NEI’s Datiles Retires

Datiles family smiles with Sieving and Bishop in front of happy retirement banner

Dr. Manuel Datiles (fourth from l) with (from l) his sister Therese Datiles, daughter Jeanne Michelle Datiles, wife Jacqueline Datiles, NEI director Dr. Paul Sieving and Dr. Rachel Bishop, chief of the NEI consult services section

Photo: NEI

Senior investigator and medical officer Dr. Manuel “Manny” Datiles III of NEI retired in September. Institute staff recently gathered to celebrate his career and wish him well in his next phase of life. 

“It is not what you have that counts; it is what you do with what you have that counts!” said Datiles. 

He first came to NEI in 1979 as a research fellow in the Laboratory of Vision Research after his ophthalmology training. In the lab, he worked with the late Dr. Jin Kinoshita to demonstrate that aldose reductase inhibitor (ARI) drugs could prevent cataracts in animal models. ARIs are now used to prevent cataracts in diabetic dogs. He also co-discovered a novel lens protein in guinea pigs, the zeta-crystallin, with NEI protein chemist Dr. Sam Zigler. 

He left for eye surgical training at Johns Hopkins Hospital and returned to NEI to become the primary cornea and lens clinical investigator at the institute. In his nearly 40-year career at NEI, he worked to find the causes and find possible cures for blinding cataracts. 

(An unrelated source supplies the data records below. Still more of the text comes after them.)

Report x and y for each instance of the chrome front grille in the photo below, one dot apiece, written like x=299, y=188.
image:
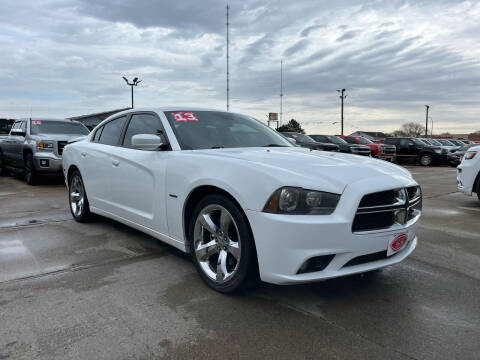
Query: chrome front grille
x=385, y=209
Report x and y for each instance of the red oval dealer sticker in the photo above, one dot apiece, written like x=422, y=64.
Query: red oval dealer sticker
x=398, y=242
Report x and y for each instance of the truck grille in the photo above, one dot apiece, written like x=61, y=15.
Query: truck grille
x=61, y=145
x=382, y=210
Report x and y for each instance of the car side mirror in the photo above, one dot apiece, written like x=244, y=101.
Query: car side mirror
x=17, y=132
x=146, y=142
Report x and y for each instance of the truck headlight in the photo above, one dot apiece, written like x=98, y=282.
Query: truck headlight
x=298, y=201
x=469, y=155
x=45, y=145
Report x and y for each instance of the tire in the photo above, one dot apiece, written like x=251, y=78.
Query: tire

As NEI’s anterior segment surgeon and later as part of the institute’s consult services section, he established cataract and corneal surgery at NEI and performed hundreds of eye surgeries under various NIH protocols.  

In collaboration with NASA physicist Rafat Ansari, Datiles co-developed a special clinical device based on a quasi-elastic light-scattering technique and used it to show that oxidation-caused loss of a lens protein, alpha-crystallin, a molecular chaperone, leads to the formation of human age-related cataracts. This finding will help hasten the development of non-surgical anti-cataract drug treatment. 

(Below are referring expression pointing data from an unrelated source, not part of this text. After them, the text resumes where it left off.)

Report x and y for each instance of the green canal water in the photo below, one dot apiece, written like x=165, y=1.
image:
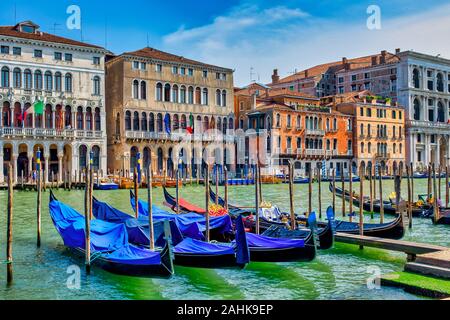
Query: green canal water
x=339, y=273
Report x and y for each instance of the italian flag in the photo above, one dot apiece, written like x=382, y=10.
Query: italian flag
x=190, y=128
x=36, y=108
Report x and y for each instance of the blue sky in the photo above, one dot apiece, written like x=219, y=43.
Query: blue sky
x=244, y=34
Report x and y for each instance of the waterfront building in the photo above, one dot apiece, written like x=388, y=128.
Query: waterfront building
x=155, y=99
x=418, y=82
x=295, y=128
x=67, y=76
x=378, y=130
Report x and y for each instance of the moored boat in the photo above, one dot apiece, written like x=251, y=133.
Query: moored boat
x=110, y=248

Datiles also helped care for hundreds of NCI and NHLBI cancer patients who received stem cell transplants. He led a clinical trial of blood serum eye drops for patients who developed severe dry eye as a consequence of therapy.

Datiles published more than 100 peer-reviewed papers and received awards from the American Academy of Ophthalmology, Johns Hopkins University, NEI, NIH, HHS and the Catholic Archdiocese of Washington, D.C. 

Datiles plans to continue working at NEI as a special volunteer and NIH IRB member, teach at Johns Hopkins School of Medicine, where he is an adjunct associate professor, and dedicate more time to church, family, music and the arts.